I broke into a clearing. In the middle of the grass stood a tall, black stone. It was smooth and didn’t reflect the light. It just sat there, heavy and silent. The Chronolith.

I stumbled toward it. My legs felt like lead. I fell to my knees at the base of the stone. The ground here didn’t shake. The trees didn’t move. Everything was still. It felt like the eye of a storm.

I reached out a shaking hand. My fingers touched the cold, black surface.

Suddenly, it hit me. It wasn’t a flash of light. It was a heavy, solid thud in my soul. Every memory I had ever lost came rushing back at once. I saw the red door of my house. I saw the way my mother looked when she laughed, the little lines around her eyes crinkling. I remembered the taste of a sour apple I ate when I was ten. I remembered the name of my first dog, a scruffy thing named Barnaby.

I leaned my forehead against the stone and sobbed. The weight of it was huge. It was a beautiful, crushing ache. For the first time in years, I knew who I was. I knew where I had been. I knew the names of the people I had loved and the mistakes I had made.

But then, I felt the island start to move again. The stars were shifting. The ground beneath the stone began to groan.

“Beckett!” Gus was calling from the beach. “We have to go! The islands are rearranging! If we don’t leave now, we’ll be crushed between the rocks!”

I didn’t move. I couldn’t. If I let go of this stone, I knew the fog would come back. I knew the sponge would start wiping the chalkboard again. I would go back to being a man with no shadow. I would go back to looking at my jacket to find my own name.

I looked at my hands. They were covered in dirt and blood. They were my hands. I remembered the scar on my thumb from a carving knife. I remembered the wedding ring I used to wear, and the woman who gave it to me. Her name was Lana. She had hair that smelled like jasmine.

If I stayed, I would have my memories, but I would die alone on a moving rock. If I left, I would live, but I would lose myself all over again.

The island jolted. A tree nearby snapped in half. The sound was like a gunshot.

“Beckett! Now!” Gus was closer now. I could hear his heavy boots thumping on the ground.

I looked at the black stone. I wanted to take it with me. I wanted to swallow it whole. I wanted to feel this ache forever, because the ache meant I was real.

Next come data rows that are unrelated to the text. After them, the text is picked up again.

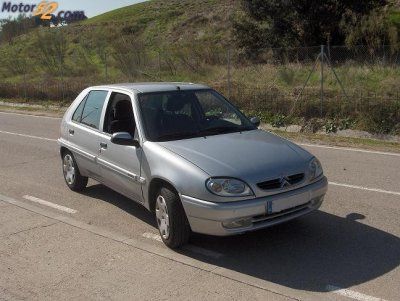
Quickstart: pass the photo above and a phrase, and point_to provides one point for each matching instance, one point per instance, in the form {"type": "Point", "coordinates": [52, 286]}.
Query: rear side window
{"type": "Point", "coordinates": [78, 112]}
{"type": "Point", "coordinates": [92, 109]}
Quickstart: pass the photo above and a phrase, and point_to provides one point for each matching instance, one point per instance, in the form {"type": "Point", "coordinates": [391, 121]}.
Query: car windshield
{"type": "Point", "coordinates": [186, 114]}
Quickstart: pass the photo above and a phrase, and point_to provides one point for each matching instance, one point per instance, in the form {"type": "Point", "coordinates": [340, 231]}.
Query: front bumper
{"type": "Point", "coordinates": [215, 218]}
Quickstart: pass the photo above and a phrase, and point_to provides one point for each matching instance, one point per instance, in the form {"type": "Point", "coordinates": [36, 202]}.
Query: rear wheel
{"type": "Point", "coordinates": [72, 176]}
{"type": "Point", "coordinates": [171, 219]}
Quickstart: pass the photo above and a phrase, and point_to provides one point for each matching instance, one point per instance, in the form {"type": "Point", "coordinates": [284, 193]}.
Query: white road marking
{"type": "Point", "coordinates": [28, 136]}
{"type": "Point", "coordinates": [351, 294]}
{"type": "Point", "coordinates": [350, 149]}
{"type": "Point", "coordinates": [152, 236]}
{"type": "Point", "coordinates": [190, 248]}
{"type": "Point", "coordinates": [364, 188]}
{"type": "Point", "coordinates": [29, 115]}
{"type": "Point", "coordinates": [49, 204]}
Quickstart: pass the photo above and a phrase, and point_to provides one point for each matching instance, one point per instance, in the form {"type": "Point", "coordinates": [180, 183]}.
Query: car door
{"type": "Point", "coordinates": [84, 132]}
{"type": "Point", "coordinates": [120, 164]}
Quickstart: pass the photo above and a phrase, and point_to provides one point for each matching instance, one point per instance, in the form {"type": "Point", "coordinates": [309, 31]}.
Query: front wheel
{"type": "Point", "coordinates": [72, 176]}
{"type": "Point", "coordinates": [171, 219]}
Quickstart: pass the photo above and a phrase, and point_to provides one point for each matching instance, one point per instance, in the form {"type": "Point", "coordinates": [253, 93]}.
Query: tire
{"type": "Point", "coordinates": [171, 219]}
{"type": "Point", "coordinates": [73, 178]}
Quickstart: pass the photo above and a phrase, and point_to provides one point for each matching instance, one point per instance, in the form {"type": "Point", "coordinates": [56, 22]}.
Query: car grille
{"type": "Point", "coordinates": [281, 182]}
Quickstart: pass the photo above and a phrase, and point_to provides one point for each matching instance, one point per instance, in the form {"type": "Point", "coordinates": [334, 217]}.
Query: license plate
{"type": "Point", "coordinates": [287, 202]}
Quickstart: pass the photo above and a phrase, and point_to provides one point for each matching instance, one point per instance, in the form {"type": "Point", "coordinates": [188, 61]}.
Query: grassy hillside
{"type": "Point", "coordinates": [159, 22]}
{"type": "Point", "coordinates": [188, 40]}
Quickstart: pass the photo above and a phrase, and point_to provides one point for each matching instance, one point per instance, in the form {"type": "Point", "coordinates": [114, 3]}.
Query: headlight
{"type": "Point", "coordinates": [228, 187]}
{"type": "Point", "coordinates": [314, 169]}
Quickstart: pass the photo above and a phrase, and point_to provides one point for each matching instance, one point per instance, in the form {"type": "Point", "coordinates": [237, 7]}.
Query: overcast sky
{"type": "Point", "coordinates": [91, 7]}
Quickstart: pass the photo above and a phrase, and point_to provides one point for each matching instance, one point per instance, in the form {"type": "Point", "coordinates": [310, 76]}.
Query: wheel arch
{"type": "Point", "coordinates": [63, 149]}
{"type": "Point", "coordinates": [155, 184]}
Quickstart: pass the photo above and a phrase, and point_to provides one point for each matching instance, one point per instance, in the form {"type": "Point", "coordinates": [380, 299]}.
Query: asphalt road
{"type": "Point", "coordinates": [349, 249]}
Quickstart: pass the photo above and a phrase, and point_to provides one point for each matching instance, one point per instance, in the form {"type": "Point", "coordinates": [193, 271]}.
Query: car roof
{"type": "Point", "coordinates": [154, 87]}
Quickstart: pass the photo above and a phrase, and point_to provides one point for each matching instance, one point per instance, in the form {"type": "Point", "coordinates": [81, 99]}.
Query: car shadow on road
{"type": "Point", "coordinates": [101, 192]}
{"type": "Point", "coordinates": [309, 253]}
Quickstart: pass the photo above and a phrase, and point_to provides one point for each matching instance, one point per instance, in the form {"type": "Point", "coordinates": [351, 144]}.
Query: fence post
{"type": "Point", "coordinates": [229, 73]}
{"type": "Point", "coordinates": [25, 85]}
{"type": "Point", "coordinates": [322, 78]}
{"type": "Point", "coordinates": [62, 77]}
{"type": "Point", "coordinates": [159, 65]}
{"type": "Point", "coordinates": [105, 65]}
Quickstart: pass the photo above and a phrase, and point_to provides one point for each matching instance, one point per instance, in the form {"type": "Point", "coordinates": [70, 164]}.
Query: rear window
{"type": "Point", "coordinates": [92, 108]}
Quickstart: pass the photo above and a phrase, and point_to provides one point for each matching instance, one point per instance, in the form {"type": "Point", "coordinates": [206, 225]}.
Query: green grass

I closed my eyes and memorized the feeling of the stone. I memorized the smell of the jasmine hair. I tried to lock it in a vault in the back of my mind.

I let go.

The cold hit me instantly. It was like jumping into a frozen lake. I felt the memories start to fray at the edges. Lana’s face began to blur. The color of the door started to fade from red to a dull grey.

Gus grabbed my arm and hauled me up. He began dragging me toward the beach. I didn’t fight him. I couldn’t. I was too busy trying to hold onto the last pieces of myself.

“I had a dog,” I whispered as we reached the boat.

“Sure you did, kid,” Gus said, throwing me onto the deck.

He pushed the boat off the sand just as another island slammed into the shore behind us. The sound was deafening. The ocean boiled with white foam. We spun away into the dark, the stars dancing wildly above us.

I sat on the deck, my back against the mast. I pulled out my pen. My hands were still shaking, but I had to try. I opened my map. On the back of the paper, in the corner, I wrote one word.

*Lana.*

I stared at the word. I didn’t know what it meant. I didn’t know who she was. But when I looked at the letters, my chest felt a sharp, hollow pain. It was a sad feeling, but it was a real one.

I tucked the paper into my pocket. The fog was thick in my head now, but I held onto that pain. It was the only map I had left.